Western Europe, U.S. Service Provider Revenue Growth Strategies Diverge
|source: ABI Research|
The next step likely will involve market consolidation between mobile provider Bouygues, which had lost its bid to acquire SFR itself, and Illiad, owner of Free Mobile, the low-cost mobile service provider which has been attacking the French mobile market with low-price offers.
The French market rearrangement also suggests some differences from the drivers of U.S. communications market consolidation.
Consolidation in the U.S.cable TV and telecom industries has occurred on separate tracks: up to this point the key mergers have been intra-industry rather than inter-industry.
That suggests revenue growth strategies have largely been viewed as a matter of amassing additional scale within each industry--cable TV and telco--without a fundamental requirement for trans-industry positioning.
Verizon and AT&T have pinned their hopes largely on continued growth of their mobile businesses, even though both own significant fixed network assets. Likewise, cable operators have seen subscriber growth primarily as a matter of gaining more scale within the cable TV business.
In Western Europe, mobile service providers indicate by their acquisitions that revenue growth likely cannot come from the mobile segment alone, though scale helps.
And Altice sees additional revenue growth for itself as coming primarily from cross-industry acquisitions.

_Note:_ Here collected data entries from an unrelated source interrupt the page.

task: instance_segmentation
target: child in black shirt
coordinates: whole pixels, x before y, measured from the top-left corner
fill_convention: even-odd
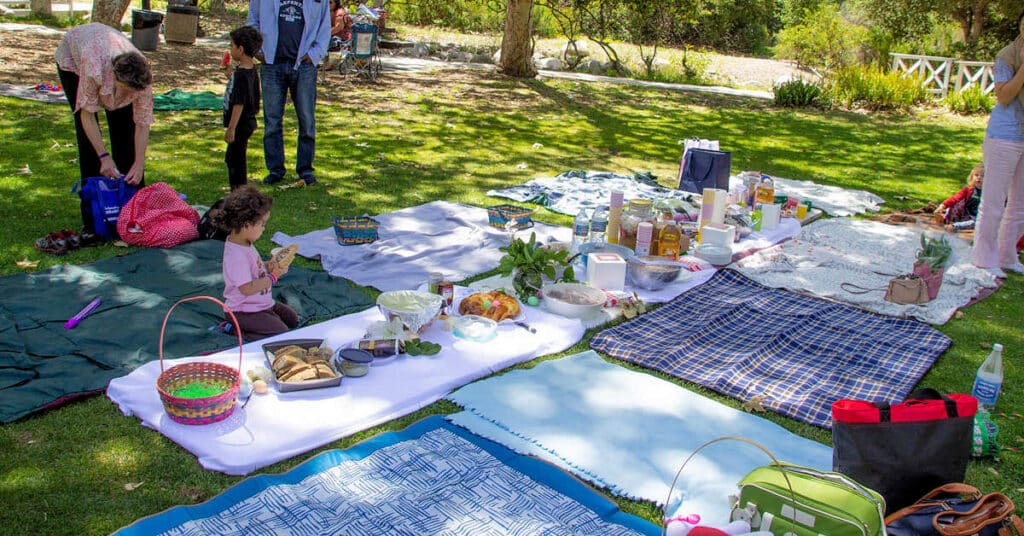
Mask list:
[[[224,141],[228,142],[224,162],[232,190],[248,182],[245,153],[256,130],[260,107],[260,77],[252,58],[262,47],[263,35],[255,28],[243,26],[231,32],[231,58],[238,62],[238,68],[231,73],[224,91]]]

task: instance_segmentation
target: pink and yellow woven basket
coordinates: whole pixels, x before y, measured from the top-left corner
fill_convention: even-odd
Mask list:
[[[175,307],[185,302],[194,300],[210,300],[220,304],[227,311],[236,326],[235,334],[238,335],[238,368],[233,369],[220,363],[209,361],[197,361],[175,365],[164,370],[164,331],[167,328],[167,319]],[[193,296],[184,298],[171,306],[164,315],[164,323],[160,326],[160,376],[156,379],[156,389],[160,393],[160,401],[163,402],[164,410],[172,421],[181,424],[210,424],[222,421],[231,416],[235,411],[235,402],[238,398],[238,389],[242,380],[242,331],[237,329],[238,320],[235,313],[228,309],[228,306],[217,298],[210,296]],[[202,398],[182,398],[173,395],[182,387],[200,381],[209,385],[217,386],[223,390],[212,396]]]

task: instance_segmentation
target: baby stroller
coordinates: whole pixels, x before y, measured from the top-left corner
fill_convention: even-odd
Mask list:
[[[352,25],[352,39],[342,49],[338,73],[342,76],[353,74],[376,81],[380,76],[381,61],[377,44],[377,25],[356,23]]]

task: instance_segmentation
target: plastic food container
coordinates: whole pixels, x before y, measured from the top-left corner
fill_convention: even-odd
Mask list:
[[[665,288],[679,278],[682,269],[682,263],[659,257],[631,256],[626,259],[626,278],[629,283],[646,290]]]
[[[615,253],[623,259],[633,255],[633,250],[618,244],[608,242],[587,242],[580,246],[580,259],[583,261],[583,268],[587,267],[587,257],[590,253]]]
[[[545,285],[543,291],[548,311],[569,318],[594,316],[608,299],[603,291],[579,283]]]
[[[335,366],[342,374],[350,378],[366,376],[370,372],[373,355],[359,348],[342,348],[334,356]]]
[[[487,342],[497,334],[498,323],[482,316],[463,315],[452,324],[452,335],[467,341]]]

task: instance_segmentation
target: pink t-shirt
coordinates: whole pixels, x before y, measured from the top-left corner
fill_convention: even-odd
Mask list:
[[[117,110],[134,102],[132,118],[139,126],[153,124],[153,89],[136,91],[128,99],[116,98],[113,59],[127,52],[139,52],[125,35],[106,24],[92,22],[75,26],[64,34],[57,52],[57,66],[78,75],[75,111],[96,113],[100,108]]]
[[[263,261],[256,248],[224,241],[224,302],[232,311],[256,313],[274,306],[270,289],[246,296],[239,287],[267,276]]]

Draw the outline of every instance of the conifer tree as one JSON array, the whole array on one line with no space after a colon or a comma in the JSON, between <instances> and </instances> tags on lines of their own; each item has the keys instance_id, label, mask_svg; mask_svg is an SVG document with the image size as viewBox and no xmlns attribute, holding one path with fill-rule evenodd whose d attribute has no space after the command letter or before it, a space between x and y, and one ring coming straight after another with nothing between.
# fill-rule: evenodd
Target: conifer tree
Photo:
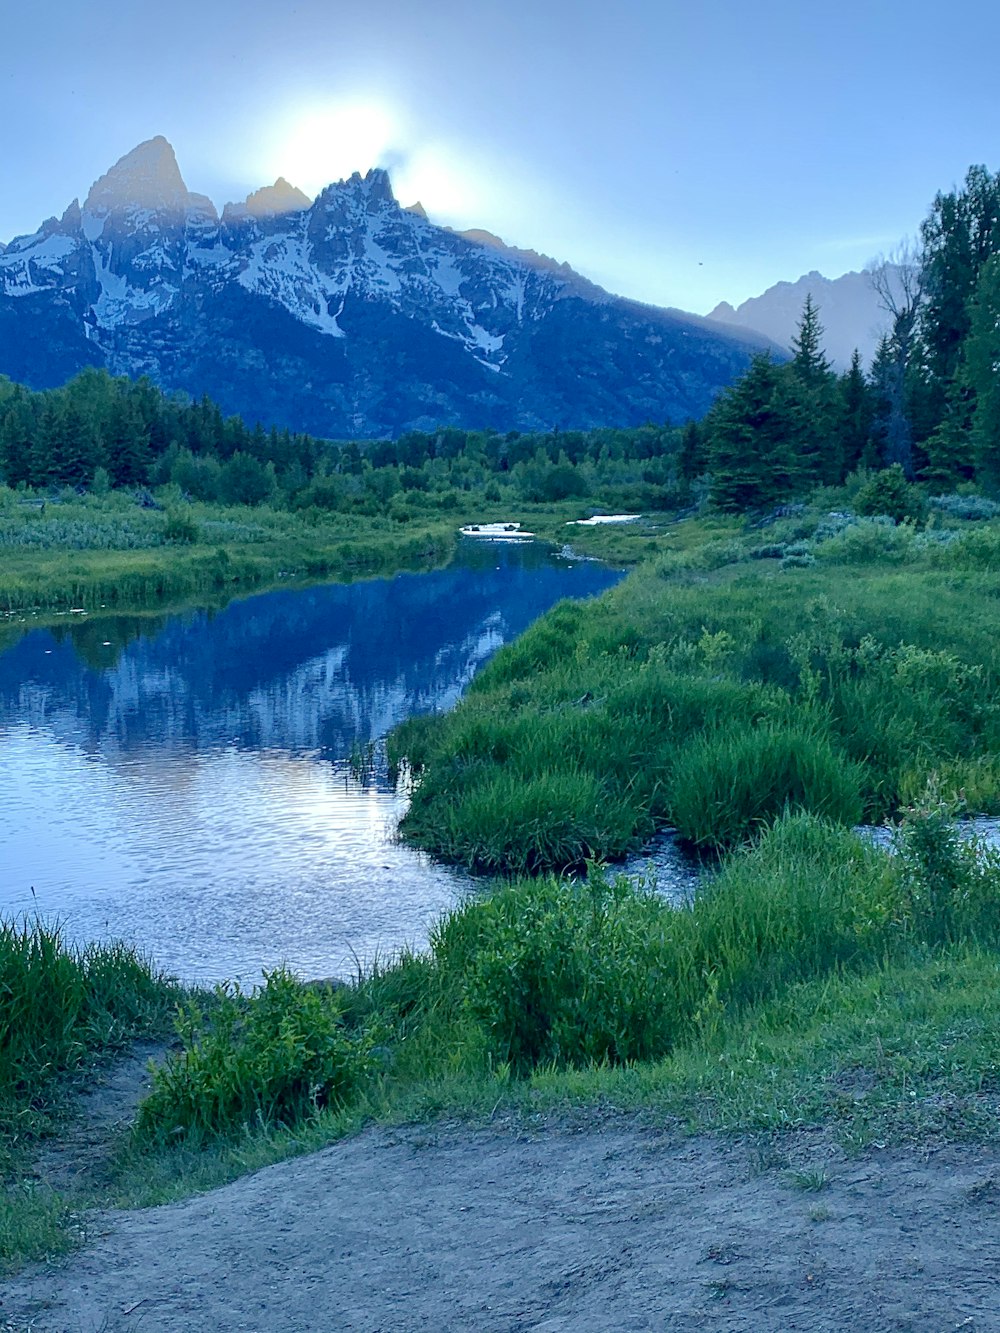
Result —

In large part, that is a result of Altice’s large cable TV market share, which offers little remaining out of territory gains, as well as an emphasis on quadruple-play offers expected to drive revenue growth.
The other issue is that aggregate telecommunications revenue has been dropping in Western Europe for some years.
Because of that trend, the “grow from mobile” strategy, which continues to underpin AT&T and Verizon strategies, is viewed as untenable in Western Europe.
Instead, growth is seen as coming from quadruple-play offers that combine mobile with fixed network triple-play services. That, in turn, is a way of acknowledging that each contestant will have a harder time growing by adding subscribers, and instead must sell a wider range of products to a smaller or slowly-growing number of subscribers.
Many observers think Bouyges still has to make a key acquisition, as it now finds itself roughly in the position of Sprint in the U.S. mobile market, trailing the top-two providers by some distance.
Verizon Wireless has about 32 percent of U.S. mobile subscribers, while AT&T Mobility has about 29 percent share. Sprint has about 18 percent subscriber share, while T-Mobile US has about 12 percent share.
Share of revenue and profits is another matter. Sprint and T-Mobile US are losing money, while only Verizon Wireless and AT&T Mobility actually are profitable.
And most of the revenue earned in the market is earned by AT&T Mobility and Verizon Wireless.
Verizon earns about 38 percent of U.S. mobile service provider revenue. AT&T gets about 34 percent of revenue.
Sprint gets about 17 percent of revenue, while T-Mobile US generates about 11 percent of revenue.
The point is that Bouyges, Sprint and T-Mobile US all face similar challenges: they are far behind in market share, in markets where scale matters, long term.
But Bouyges will face some of the same regulatory issues it would have faced had its bid for SFR been accepted.
That deal would have vaulted Bouyges into first place for French mobile market share, but also likely would have engendered opposition from French regulators, who continue to desire a minimum of four service providers in the market.
Any combination of Bouyges and Illiad would raise the same issue, but only at a lower level of market share held by the new company.
Orange (France Telecom) has about 40 percent share of the mobile market. Numericable now has 30 percent market share. Bouyges has about 17 percent share, while Illiad has about 10 percent share.
Combined, Bouyges and Illiad would have about 27 percent market share.
Sprint and T-Mobile US face a similar issue in the U.S. mobile market, as U.S. regulators likewise prefer a mobile market lead by four major national suppliers, and oppose a reduction to three leading providers.